Zhang’s letter to workers also said ByteDance disagreed with the position held by the Committee on Foreign Investment in the United States (CFIUS), which is scrutinising deals for national security threats, that it must completely divest US operations of TikTok.

“We disagree with this CFIUS conclusion,” the letter said but added: “…we accept the judgement in the current macro environment.”

ByteDance has not responded to requests for comment.

The Chinese government has refused to comment directly on Washington’s move to force a sale of TikTok’s US operations.

The United States has been “stretched the definition of national security”, presuming that businesses are guilty without evidence, China’s foreign ministry spokesman Wang Wenbin told a briefing after being questioned about US actions against Chinese tech firms.

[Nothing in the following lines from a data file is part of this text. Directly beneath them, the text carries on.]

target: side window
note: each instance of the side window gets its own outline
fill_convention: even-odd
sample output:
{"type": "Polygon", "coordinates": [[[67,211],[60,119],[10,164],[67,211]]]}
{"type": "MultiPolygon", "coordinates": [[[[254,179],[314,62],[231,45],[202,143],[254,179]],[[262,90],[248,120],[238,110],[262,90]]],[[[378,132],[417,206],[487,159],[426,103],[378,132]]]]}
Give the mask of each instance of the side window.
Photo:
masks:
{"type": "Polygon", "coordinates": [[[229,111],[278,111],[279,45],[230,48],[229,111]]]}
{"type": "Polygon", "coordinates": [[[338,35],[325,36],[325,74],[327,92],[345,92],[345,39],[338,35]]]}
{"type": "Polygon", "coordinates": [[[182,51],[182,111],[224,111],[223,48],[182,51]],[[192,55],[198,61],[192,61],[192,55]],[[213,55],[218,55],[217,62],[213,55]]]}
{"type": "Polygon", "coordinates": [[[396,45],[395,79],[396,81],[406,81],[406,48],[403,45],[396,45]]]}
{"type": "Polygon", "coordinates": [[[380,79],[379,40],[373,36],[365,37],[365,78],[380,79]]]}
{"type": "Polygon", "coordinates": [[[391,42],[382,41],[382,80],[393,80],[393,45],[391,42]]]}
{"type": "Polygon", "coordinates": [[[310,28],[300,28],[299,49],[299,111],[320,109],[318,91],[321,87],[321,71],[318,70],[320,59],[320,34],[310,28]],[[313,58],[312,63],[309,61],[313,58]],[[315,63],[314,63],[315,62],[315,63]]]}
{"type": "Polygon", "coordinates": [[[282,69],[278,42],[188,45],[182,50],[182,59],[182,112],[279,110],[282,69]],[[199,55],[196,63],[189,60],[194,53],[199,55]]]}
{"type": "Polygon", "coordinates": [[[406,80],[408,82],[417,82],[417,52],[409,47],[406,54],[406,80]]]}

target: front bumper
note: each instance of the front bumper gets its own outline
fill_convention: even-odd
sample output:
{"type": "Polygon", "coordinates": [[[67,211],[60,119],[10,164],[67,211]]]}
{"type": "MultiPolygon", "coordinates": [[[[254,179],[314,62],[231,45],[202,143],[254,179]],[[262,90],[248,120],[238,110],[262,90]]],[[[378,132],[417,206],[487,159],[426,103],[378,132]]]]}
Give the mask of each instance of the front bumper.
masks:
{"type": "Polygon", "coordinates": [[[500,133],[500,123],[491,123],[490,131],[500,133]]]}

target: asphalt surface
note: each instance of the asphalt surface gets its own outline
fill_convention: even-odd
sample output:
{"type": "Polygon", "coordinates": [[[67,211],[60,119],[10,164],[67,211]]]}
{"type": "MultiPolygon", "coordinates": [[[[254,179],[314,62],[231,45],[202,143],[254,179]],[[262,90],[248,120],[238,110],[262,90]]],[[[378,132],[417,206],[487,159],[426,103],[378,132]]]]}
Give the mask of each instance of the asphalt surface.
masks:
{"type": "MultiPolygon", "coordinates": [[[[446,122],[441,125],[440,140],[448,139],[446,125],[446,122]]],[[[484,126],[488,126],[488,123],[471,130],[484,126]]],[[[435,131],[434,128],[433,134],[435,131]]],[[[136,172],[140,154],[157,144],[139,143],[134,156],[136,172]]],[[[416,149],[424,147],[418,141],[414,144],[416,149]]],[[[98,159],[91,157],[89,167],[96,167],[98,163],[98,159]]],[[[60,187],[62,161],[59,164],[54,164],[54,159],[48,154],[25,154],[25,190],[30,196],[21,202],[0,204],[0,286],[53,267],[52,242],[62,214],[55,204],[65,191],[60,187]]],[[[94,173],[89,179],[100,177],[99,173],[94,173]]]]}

One of the most debated subjects on China’s Twitter-like Weibo site on Monday was the subject “ByteDance has decided to divest TikTok’s U.S. activities,” with more than 920 million views.

Several analysts attacked ByteDance, claiming it didn’t show as much resilience as Huawei Technologies, still in the crosshairs of tensions between the U.S. and China, and now on a blacklist in U.S. companies.

“(ByteDance) kneeled down so quickly that it didn’t even wait for the response of the Chinese government,” said one tweet that had been ‘liked’ more than 5,000 times.

Although TikTok is the most well-known app for ByteDance worldwide, the company derives the majority of its sales from ads on Chinese apps like Douyin-a Chinese clone of TikTok-and Jinri Toutiao news aggregator app.